Kuran-ı Kerim'de açıkça belirtiyor. ''Ben, insanları ve cinleri ancak bana ibadet ve kulluk etsinler diye yarattım.'' Her kişi (Er ve Hatun kişi) mutlak suretle kulluk yapma vazifesinde imtihandan geçiyor. Müslim-i, gayrimüslim- i, genci,yaşlısı,kızı erkeği herkes bu imtihanın bir parçası. Her canlıya biçilmiş bir ömür ve her canlının yaşayacağı mutlak kader...
İki kapılı bir handa yürüyoruz. İlk kapıyı çoktan geride bıraktık. Her yıl, her ay, her saat, her dakika ve her salise, daha da çok yaklaşıyoruz ikinci kapıya. Durmak,dinlenmek yok. Vakti durduracak,duraksatacak,değişime uğratacak hiç bir gücün yok...
Mutlak doğrular var artık,mutlak zamanda...
İnsanoğlu geçmişten günümüze ve günümüzden geleceğe doğru yol alırken; hem kendi ömrünü tüketmekte hem de verilen süre içerisinde, dünya yolculuğunda insanlık tarihindeki son adımlarını tüketmektedir. Geçmiş dünde kaldı,gelecek zaman belirsiz ,gün bugün mantığıyla hareket etmek ; aynı zamanda bugün ölecekmiş gibi ahiret hayatına, hiç ölmeyecekmiş gibi dünya serüvenindeki yolculuğa akıl erdirmek vasfına sahip bir insan olmak gerekir.
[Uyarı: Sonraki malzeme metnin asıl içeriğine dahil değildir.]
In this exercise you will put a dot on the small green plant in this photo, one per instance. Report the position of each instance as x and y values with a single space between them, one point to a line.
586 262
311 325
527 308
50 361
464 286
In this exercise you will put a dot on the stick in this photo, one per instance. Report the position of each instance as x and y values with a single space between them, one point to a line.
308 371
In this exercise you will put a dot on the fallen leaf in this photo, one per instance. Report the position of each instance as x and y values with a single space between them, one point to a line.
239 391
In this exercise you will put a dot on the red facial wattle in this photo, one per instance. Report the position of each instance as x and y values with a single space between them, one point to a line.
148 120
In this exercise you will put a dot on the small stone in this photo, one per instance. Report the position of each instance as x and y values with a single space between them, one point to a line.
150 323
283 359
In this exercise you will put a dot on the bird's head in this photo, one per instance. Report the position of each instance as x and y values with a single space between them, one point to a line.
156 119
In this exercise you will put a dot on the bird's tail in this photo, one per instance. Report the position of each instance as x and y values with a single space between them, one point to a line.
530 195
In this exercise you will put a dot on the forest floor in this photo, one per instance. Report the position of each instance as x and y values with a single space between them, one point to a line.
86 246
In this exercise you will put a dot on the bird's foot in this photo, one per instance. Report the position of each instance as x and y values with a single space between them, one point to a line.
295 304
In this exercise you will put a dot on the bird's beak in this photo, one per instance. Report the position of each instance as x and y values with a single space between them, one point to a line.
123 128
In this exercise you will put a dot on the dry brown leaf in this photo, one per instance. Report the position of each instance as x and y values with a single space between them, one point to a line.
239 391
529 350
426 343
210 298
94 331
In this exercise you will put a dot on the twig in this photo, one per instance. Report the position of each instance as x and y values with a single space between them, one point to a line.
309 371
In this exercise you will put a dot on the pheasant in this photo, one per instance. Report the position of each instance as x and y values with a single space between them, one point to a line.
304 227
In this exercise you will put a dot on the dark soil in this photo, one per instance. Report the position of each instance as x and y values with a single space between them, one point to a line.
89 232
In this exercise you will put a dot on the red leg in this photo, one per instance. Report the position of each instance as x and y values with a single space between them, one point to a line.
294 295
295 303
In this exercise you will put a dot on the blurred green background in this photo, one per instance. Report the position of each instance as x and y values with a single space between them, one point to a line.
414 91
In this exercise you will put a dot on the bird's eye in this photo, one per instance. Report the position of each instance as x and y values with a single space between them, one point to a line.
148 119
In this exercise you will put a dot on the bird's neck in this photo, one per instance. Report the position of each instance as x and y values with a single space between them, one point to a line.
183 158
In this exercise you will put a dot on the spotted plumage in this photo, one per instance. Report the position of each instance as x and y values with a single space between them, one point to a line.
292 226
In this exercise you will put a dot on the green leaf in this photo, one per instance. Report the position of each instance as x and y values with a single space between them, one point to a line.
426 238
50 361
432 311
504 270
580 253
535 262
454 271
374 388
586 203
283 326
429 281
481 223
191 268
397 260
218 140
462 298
İnsanoğlu dünya yaşantısı içerisinde makam ve mevki edinirken,edinmeye çalışırken aynı zamanda ahiret hayatında da mevki ve makamı yapısallaşmış olur. Rabbin izniyle,onun mağfireti ve merhameti lütfuna erenler makam ve mevkinin ebediyetteki tek sahibi olurlar. Dünyada söyleneler,dünyada yapılanlar, ahiret hayatında birer rehber olarak karşımıza çıkmayacak mı? Kötü rehber edinenler dünyada olduğu gibi; ahirette de yanlış yola girmekten,acı çekmekten ve pişmanlık duymaktan kurtulamayacaklar. Onun için dünya hayatında rehberimizi iyi seçmeliyiz. Kuran-ı Kerim ve Peygamberimizin veda haccında söylenenlerden hareket edersek; insanlığın ilk peygamberinden son peygamberine, günümüzden geleceğe değin hitap edeceği rehberi de bulmuş olmuyor muyuz?
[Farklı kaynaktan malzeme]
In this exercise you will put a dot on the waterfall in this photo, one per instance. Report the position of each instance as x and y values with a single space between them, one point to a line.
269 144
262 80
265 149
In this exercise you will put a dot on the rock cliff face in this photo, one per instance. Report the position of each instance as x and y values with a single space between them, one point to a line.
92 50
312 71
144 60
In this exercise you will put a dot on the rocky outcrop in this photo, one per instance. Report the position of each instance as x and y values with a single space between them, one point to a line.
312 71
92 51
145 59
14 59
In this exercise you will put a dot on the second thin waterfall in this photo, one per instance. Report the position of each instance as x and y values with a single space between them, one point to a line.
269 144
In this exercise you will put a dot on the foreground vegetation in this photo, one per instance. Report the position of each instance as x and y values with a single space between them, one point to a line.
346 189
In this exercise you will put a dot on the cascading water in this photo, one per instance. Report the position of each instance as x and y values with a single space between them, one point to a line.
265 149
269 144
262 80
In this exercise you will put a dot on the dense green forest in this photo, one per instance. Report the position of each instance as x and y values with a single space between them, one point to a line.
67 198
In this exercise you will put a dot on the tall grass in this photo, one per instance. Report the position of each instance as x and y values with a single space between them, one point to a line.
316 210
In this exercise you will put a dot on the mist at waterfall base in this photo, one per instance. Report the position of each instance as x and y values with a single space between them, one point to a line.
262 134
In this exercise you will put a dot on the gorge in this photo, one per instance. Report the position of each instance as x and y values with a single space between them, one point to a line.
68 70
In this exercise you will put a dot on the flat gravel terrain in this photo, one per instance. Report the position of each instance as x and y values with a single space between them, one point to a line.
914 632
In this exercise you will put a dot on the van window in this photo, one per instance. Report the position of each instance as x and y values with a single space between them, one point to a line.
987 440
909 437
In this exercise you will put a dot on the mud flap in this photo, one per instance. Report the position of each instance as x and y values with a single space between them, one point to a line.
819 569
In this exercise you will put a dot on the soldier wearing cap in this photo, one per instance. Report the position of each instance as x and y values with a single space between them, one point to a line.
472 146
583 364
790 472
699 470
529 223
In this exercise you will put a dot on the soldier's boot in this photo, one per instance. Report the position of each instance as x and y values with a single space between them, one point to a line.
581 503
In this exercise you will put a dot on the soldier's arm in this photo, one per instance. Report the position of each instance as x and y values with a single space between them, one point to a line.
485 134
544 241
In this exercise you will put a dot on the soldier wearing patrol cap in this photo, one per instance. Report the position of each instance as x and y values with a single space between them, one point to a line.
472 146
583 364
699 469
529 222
Aslında insanlığın doğuşu ve ölümü arasında geçen zaman zarfında rehber zaten bir değil miydi? Vicdanını dinlerken ,ayı ve güneşi seyrederken,kuyularda, karanlık zindanlarda bulunurken,bir şimşek çakışında teslimiyete gelirken, Firavunlara karşı rabbini anarken,yapılan her türlü hile ve zalimliğe karşı direnirken, gücünün bittiği yerde güçlükle ellerini semaya kaldırıp yardım isterken rehber bir değil miydi? Sadece Allah tan korkarak ve sadece Allah tan yardım dileyerek açılan eller için rehber bir değil miydi? Hz Adem'den Peygamber efendimize kadar geçen süre zarfında rehber bir değil miydi? Allah'ın elçileri birer rehber değil miydi...?
Evet aslında rehber belli...
Tekdüzelik, gruplaşma, ihanet, belli olmayan felsefe, doğru olmayan düşünce, putlara karşı eğilen başlar, kibirle yoğrulan sözler, korkakça atılan adımlar ve beddua eden diller birer rehber olamaz.